Read It Would Be Wrong to Steal My Sister's Boyfriend Online
Authors: Sophie Ranald
Tags: #Literature & Fiction, #Humor & Satire, #Humorous, #Romance, #Contemporary, #Romantic Comedy, #General Humor
“Mmmm,” I said non-committally.
“So I checked the messages on his phone, and I didn’t find anything, but he went completely mental at me for snooping, and after that things weren’t right any more, and we drifted apart.”
“Okay, I’ll put ‘drifted apart after snooping caused by fear of affair and worry about commitment’,” I said. “I don’t know about you, but I’m beginning to discern a pattern here. Now, Mark.”
“Okay, okay,” Rose said. “That only lasted five weeks. He dumped me after I said I thought we were seeing each other exclusively, and he thought we were dating other people too.”
“Commitment-phobe frightened off by demands for exclusivity,” I said. “I think we have the answer, Rose. You need to forget commitment, and work on being less clingy. Think cool, elusive, remote. Think Scarlett O’Hara meets Buffy.”
“Ellie, you’re a genius. You and your Venn diagrams! From now on Oliver bloody Farquahar can do the running. I’m not calling him, I’m not texting him, and if he comes round here I shall be out. And we’ll see if a couple of weeks of that treatment doesn’t change his mind.”
And she hefted her bag of skiing stuff on to her shoulder and stalked off upstairs.
My advice had been good, I knew that, but I wondered whether I’d also invoked the law of unintended consequences. After all, if Rose was going to be giving Oliver the cold shoulder, then Oliver might find himself at a loose end, and in need of company occasionally. I logged on to Facebook.
CHAPTER NINE
Rose was true to her word. A couple of weeks passed and Oliver’s number remained untexted, his Facebook wall unwritten on. Every now and then I heard Rose talking to him on the phone, sounding breezy and cheerful, saying things like, “Oh, I’m so sorry, Ollie, but I’ve got a… something on on Thursday,” and, “I’m working late that evening otherwise I’d love to have seen you,” and so on. She has nerves of steel, she really does. Unfortunately this meant that I didn’t get to see Oliver either, and what with the launch of YEESH’s digital poster campaign on the Tube and my continuing regimen of early morning runs, vegetable soup and no booze, I felt that my social life was going from below average to non-existent.

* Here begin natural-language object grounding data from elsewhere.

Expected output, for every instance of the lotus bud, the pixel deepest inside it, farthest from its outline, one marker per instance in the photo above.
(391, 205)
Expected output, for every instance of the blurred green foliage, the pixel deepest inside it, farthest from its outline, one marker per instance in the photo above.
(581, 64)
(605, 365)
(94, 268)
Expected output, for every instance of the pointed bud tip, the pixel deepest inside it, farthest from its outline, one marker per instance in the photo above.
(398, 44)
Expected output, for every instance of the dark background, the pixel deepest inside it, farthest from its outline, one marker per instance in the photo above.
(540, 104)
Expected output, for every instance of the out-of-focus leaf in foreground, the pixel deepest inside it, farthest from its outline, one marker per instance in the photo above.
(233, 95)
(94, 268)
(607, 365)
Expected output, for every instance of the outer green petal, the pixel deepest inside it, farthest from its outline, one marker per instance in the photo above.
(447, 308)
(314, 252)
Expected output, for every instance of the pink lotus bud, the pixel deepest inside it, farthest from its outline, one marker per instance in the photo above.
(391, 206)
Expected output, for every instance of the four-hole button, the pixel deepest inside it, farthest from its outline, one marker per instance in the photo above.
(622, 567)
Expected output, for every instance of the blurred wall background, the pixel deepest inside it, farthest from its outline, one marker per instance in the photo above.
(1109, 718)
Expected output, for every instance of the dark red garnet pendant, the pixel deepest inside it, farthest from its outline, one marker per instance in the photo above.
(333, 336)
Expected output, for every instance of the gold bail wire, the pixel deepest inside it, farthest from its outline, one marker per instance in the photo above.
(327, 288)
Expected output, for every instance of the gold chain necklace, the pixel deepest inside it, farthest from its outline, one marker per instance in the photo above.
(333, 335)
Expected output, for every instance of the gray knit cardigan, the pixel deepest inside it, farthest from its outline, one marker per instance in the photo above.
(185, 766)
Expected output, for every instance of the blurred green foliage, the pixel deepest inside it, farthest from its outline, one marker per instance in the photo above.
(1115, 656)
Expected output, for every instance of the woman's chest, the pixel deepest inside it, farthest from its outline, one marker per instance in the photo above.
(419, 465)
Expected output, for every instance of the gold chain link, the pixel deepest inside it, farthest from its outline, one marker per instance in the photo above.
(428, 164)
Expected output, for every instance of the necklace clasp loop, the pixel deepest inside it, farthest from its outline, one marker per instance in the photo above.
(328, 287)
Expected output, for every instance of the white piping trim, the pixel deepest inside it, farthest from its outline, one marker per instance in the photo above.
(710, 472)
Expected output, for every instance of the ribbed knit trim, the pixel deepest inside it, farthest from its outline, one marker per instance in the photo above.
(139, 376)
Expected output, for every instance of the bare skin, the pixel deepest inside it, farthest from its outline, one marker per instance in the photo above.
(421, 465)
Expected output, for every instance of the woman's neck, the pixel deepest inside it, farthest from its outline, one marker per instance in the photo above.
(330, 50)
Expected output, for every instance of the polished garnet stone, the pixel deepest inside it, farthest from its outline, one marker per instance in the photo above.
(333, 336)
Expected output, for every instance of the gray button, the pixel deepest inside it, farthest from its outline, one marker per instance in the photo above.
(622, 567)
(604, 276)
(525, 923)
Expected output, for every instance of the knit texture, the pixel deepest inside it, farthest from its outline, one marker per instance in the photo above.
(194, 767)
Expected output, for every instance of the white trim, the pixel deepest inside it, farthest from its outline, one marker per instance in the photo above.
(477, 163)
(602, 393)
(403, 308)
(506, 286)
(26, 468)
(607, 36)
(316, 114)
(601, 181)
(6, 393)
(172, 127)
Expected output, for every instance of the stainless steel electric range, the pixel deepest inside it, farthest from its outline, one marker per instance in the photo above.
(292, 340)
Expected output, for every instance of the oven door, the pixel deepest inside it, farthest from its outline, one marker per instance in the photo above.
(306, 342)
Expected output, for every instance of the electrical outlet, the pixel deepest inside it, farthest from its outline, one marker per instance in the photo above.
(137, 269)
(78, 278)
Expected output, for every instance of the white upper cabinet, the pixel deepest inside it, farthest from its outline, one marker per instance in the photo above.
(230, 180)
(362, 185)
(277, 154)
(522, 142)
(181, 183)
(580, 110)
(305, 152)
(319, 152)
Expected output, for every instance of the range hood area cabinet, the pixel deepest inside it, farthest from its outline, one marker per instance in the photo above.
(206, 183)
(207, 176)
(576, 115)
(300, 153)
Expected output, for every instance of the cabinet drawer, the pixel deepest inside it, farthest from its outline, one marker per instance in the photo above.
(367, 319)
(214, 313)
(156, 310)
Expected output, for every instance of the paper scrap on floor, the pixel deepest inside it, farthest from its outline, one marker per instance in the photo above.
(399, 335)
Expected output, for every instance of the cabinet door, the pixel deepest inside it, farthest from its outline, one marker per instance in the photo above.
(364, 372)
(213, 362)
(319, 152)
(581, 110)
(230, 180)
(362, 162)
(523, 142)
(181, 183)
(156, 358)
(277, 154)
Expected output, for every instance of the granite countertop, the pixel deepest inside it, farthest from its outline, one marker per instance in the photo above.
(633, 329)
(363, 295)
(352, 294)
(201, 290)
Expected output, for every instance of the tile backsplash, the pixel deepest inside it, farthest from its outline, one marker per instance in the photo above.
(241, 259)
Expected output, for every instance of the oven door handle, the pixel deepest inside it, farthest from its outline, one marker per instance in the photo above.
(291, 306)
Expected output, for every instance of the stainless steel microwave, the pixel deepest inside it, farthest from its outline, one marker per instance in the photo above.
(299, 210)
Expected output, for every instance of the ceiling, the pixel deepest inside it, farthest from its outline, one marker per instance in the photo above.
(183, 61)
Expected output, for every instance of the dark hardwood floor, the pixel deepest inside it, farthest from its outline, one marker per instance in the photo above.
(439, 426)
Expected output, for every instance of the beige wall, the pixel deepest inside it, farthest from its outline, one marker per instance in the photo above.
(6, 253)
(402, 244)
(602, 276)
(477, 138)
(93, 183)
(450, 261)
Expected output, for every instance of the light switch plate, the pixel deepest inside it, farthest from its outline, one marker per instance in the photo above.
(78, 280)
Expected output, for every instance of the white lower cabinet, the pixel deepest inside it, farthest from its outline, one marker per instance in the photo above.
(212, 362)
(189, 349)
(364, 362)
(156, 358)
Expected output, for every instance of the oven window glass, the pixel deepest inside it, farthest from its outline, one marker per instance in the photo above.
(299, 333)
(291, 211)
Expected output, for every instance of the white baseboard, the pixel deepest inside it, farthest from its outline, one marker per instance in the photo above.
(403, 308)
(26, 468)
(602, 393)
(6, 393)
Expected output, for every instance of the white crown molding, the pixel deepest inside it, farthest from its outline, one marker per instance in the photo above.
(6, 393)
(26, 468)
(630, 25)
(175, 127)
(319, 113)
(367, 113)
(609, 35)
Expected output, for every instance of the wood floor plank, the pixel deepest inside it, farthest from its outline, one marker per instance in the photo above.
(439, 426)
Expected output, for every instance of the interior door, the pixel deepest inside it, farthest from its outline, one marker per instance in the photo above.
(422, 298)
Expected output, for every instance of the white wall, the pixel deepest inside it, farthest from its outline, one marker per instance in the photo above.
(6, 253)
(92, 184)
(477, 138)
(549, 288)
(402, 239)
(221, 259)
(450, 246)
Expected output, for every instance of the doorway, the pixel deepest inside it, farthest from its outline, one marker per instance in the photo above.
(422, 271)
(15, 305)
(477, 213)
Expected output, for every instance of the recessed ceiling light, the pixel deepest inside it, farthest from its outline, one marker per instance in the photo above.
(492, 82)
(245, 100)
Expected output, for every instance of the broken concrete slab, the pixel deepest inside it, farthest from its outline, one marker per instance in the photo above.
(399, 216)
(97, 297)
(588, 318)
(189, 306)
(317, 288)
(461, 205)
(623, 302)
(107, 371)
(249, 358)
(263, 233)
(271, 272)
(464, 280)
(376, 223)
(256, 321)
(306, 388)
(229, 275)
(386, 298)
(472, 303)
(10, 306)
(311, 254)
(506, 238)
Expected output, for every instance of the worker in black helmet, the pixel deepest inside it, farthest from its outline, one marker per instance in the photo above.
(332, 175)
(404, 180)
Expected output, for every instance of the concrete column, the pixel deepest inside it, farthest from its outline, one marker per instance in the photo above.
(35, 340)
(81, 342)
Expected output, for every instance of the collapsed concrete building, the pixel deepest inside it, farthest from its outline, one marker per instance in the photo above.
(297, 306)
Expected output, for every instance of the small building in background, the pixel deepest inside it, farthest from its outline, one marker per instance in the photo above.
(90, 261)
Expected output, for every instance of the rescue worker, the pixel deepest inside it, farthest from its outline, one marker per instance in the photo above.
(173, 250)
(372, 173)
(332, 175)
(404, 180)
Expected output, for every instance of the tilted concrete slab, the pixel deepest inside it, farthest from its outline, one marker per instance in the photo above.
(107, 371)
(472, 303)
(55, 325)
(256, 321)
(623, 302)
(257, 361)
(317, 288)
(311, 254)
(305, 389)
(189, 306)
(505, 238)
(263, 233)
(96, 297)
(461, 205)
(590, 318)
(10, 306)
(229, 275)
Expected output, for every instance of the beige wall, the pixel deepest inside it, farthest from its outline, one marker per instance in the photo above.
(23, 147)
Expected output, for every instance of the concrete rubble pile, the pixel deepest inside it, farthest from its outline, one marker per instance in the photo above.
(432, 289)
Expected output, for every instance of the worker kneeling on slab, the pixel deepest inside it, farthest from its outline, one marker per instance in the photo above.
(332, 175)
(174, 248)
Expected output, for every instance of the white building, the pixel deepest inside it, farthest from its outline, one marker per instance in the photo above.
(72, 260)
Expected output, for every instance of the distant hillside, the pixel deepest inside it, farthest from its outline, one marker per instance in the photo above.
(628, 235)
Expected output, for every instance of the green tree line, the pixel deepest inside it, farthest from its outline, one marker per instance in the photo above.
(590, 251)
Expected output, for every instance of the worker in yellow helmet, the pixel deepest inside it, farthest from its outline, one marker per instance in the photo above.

After a week of heinously late nights – I think I’d left work after eleven o’clock on Tuesday, Wednesday and Thursday – the artwork was finally signed off on Friday afternoon. It had really gone to the wire – the boards were due to go up on Monday morning so London commuters would be faced after a weekend of debauchery with hard-hitting messages about STIs that were sure to get their week off to a truly horrible start. The initial creative from the design agency had been all wrong – totally off-brand, Duncan complained – and it had had to go back again and again, while Ruth and I sweated blood over the copy. Eventually we’d settled on two images: one of a girl’s face and chest on a pillow, dimly lit but clearly in the throes of sexual ecstasy, and one of a bloke’s face, similarly contorted but seen from below. The copy read, “She [or he]’s not the only thing you picked up tonight,” and then there were a few scary bullet points about the increasing rates of various infections, and our freephone number and web address. I’d questioned whether showing sex taking place in the missionary position in both images was reinforcing gender stereotypes, but as Duncan pointed out, you can never overestimate the ability of the general public to fail to get the message, so we’d kept it simple.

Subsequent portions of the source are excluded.